Menurutnya, dari hasil manifestasi pengamatan dan pengumpulan data, kemudian dirinya mengimplementasikan dalam sebuah pementasan monolog dengan judul ‘Musim Maut’.

Dengan menyeret mayat, melemparkannya, melihat jenazah yang sudah terkubur dan kemudian diangkatnya kembali.
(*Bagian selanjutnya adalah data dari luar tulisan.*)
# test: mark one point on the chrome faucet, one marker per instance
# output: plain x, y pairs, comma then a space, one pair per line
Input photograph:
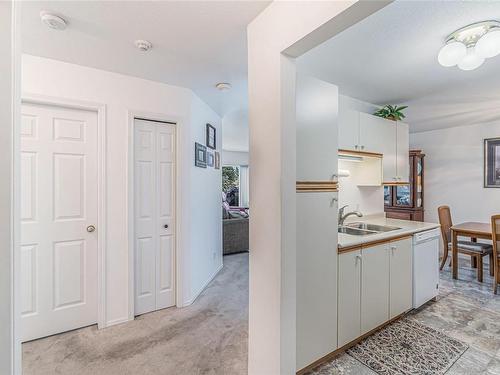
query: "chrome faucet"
343, 216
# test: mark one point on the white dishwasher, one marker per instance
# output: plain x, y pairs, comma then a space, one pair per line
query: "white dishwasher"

“Pementasan “Musim Maut” tidak hanya untuk wabah Covid-19 saja. Hal ini berlaku pada jenazah bencana, wabah, dan perang yang mana sering terjadi kematian massal di sana,” terangnya.

Iapun menambahkan, fenomena proses pemakaman yang dituangkan dalam pertunjukan dapat diinterpretasikan penonton bahwa rasa kemanusiaan telah semakin terkikis dari seseorang karena kita telah terbiasa dengan suguhan komersialisasi peristiwa-peristiwa miris.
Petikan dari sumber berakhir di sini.